1958年,他榮膺勒諾多獎(Prix Renaudot),並藉此大肆慶祝他的小說《裂縫》(La Lézarde),這是他馬提尼克傳奇的其中一部(其他三部為《第四世紀》(le Quatrième)、《騎士的茅屋》(La Case du commandeur)及《馬勒摩爾》(Malemort))。格利桑激揚文字,他問道,這個由從枷鎖下解放出來的奴隸的後裔組成的族群有何話語權,他證明這個族群仍須不遺餘力追求自己的身份以抵禦這個四處瀰漫又令人窒息的文化殖民。他懷疑自己的姓氏Glissant是某個叫做Senglis的移殖民姓氏的「胡亂顛倒」,他從未數典忘祖,否認自己的根。1993年,在他的小說《一體世界》(Tout-Monde)裡,有這樣的描述:「老Longoué這樣說道:這風吹過大洋,將非洲大地的塵土、種籽吹過來了。如果你搜索海底,將赫然發現帶着手銬腳鐐拖着鐵球被沉到海底深淵的非洲人。」如上文所述,格利桑的寫作不離政治。五十年代晚期,他和一些極端的朋友一起創立了「安的列斯 - 圭亞那陣線」(Front antillo-guyanais),爭取安的列斯獨立。法國政府禁止這個組織並將其創立者軟禁法國本土。格利桑曾試圖返回馬提尼克,但卻被武力押返法國。他站在阿爾及利亞獨立主義者一邊自不言而喻,並在「121人宣言」上簽名。直到1965年他才如願回到故鄉馬提尼克,在他的小說裡,他描寫了安的列斯社會,那彷彿瘋狂、日漸頹敗與歷史割裂,有時漠視自己的根有時又過份執着,在痛苦爭扎的社會。
面對這些,他創造了「世界性的詩學」:「孕育一個具世界性的普遍的根,與其他不分宗派、不固步自封的文化之根相連。」他是「一體世界」或稱「混合世界」的 設計者,這是一個瀟灑自由、海納百川的思想,它將遐思引向種族混雜的概念,更正確地說「克里奧爾化」的概念,「深明自身的種族混雜」。克里奧爾身份經過三個世紀的苦心經營方才建立,他常提醒大家:「古巴的黑人、瓜得羅普的白人、海地的印第安人都有共同的身份。」
格利桑指出帕特里克.沙穆瓦佐 (Patrick chamoiseau) 及拉斐爾.孔菲翁(Raphaël Confiant) 均具克里奧爾性。若前者說在「被統治的國家寫作」十分艱難,格利桑大可這樣加以駁斥,如果想象被摧毀或迷失方向,想象者仍可堅持:「在你所處的地方繼續行動,和大家一起思索。」「克里奧爾性」不僅見於安的列斯,格利桑的「克里奧爾性」是普世的,聖.約翰.佩斯(Saint-John Perse)及威廉.福克納 (William Faulkner) 都可稱為文學上的克里奧爾性的代表。

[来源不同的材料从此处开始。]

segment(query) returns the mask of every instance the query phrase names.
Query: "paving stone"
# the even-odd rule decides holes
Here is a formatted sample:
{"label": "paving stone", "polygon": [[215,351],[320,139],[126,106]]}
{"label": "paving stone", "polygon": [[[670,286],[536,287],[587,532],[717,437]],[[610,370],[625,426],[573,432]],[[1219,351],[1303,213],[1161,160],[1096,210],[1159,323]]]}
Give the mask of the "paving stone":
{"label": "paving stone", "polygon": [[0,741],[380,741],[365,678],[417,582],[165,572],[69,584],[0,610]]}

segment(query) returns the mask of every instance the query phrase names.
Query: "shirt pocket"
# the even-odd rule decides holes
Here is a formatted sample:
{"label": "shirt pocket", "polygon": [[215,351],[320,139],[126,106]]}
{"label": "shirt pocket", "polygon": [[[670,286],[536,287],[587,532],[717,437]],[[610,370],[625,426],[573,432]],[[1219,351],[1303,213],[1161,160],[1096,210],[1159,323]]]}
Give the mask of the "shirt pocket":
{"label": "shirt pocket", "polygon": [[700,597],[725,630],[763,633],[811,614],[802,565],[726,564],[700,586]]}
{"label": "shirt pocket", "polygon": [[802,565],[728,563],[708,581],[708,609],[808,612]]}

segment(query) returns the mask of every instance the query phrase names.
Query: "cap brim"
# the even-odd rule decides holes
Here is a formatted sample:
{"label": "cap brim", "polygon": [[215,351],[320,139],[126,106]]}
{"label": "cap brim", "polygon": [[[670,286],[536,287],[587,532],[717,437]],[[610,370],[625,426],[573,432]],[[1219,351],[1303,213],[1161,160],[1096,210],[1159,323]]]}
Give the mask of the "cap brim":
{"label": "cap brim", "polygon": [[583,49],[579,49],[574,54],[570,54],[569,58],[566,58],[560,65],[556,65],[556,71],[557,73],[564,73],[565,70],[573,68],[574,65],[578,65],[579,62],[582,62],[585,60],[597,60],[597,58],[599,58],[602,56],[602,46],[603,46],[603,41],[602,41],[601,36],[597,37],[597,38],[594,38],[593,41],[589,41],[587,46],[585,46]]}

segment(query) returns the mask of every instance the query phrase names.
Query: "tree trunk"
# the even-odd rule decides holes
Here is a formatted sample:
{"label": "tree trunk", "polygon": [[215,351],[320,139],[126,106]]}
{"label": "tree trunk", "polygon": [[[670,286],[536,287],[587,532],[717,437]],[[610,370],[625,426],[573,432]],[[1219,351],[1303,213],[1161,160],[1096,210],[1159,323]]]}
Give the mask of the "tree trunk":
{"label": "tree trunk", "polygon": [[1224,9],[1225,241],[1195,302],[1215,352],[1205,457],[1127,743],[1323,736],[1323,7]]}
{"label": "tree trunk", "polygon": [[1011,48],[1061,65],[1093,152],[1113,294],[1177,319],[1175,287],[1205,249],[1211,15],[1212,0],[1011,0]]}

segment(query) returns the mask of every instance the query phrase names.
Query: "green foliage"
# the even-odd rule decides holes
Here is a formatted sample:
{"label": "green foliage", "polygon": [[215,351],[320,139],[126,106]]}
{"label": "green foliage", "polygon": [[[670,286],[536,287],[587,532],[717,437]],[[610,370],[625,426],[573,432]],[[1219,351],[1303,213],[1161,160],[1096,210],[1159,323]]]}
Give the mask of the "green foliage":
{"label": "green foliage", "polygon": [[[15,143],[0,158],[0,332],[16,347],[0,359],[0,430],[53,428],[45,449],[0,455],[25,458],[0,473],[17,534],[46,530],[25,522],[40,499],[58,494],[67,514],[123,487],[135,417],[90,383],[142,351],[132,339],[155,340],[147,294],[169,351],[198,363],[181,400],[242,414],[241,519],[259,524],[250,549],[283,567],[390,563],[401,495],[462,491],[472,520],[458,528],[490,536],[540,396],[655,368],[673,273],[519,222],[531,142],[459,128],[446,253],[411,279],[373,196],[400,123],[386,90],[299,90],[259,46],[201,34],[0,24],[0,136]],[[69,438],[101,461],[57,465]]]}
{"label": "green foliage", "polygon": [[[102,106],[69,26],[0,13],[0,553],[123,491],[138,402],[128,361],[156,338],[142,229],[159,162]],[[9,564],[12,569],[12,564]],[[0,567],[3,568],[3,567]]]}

格利桑試圖以自身的生活闡明他的思想,他的與多種文化聯繫的身份,他生活走動於馬提尼克、巴黎和美國之間。在美國,他捍衛威廉.福克納的舉動常遭非洲裔美國青年學生的冷待。在他眼中,托尼.莫里森(Toni Morrison)受益於福克納的寫作技巧和小說構思…… 2010年,他發表了《大地、火、水和風》(La Terre, le feu, l’eau et les vents),這是他一體世界詩歌的選集,他穿越時空和地域,把世間最人性的語句都集中在一起了。其中有杜桑.盧韋圖(Toussaint Louverture) 、維克多.雨果、蘇格拉底、諺語、馬穆德.達爾維西 (Mahmoud Darwish )、塞澤爾、布拉森、聶魯達、呂特博夫,一首美國印第安歌謠及一份工人的請願書…… 詩歌語言可說從各階層脫穎而出,一個啟蒙時代的哲學家可以和身兼巫師、樂師、詩人的非洲黑人為伴。所有這些來自集體回憶,須悉心經營,不然,不良思想總會滋生蔓延開來。瓜得羅普作家達尼埃爾.馬克西曼 (Daniel Maximin) 是這樣評論愛德華.格利桑的,他說他「為超越過去、奴役、監禁而寫作。他在一個小島中找到了一個群島,在一個小村裡找到了世界各大洲的信息。」
他的一體世界思想透過一體世界學院的創立而實現了。學院「以促進對世界及克里奧爾化進程的認識以及傳播各族人民豐富多采的奇特想象為己任。」
格利桑離我們遠去了,他是何許人,思想家、小說家、熱愛美與和平的詩人?這一切都很重要,有了它,世界才得以生存。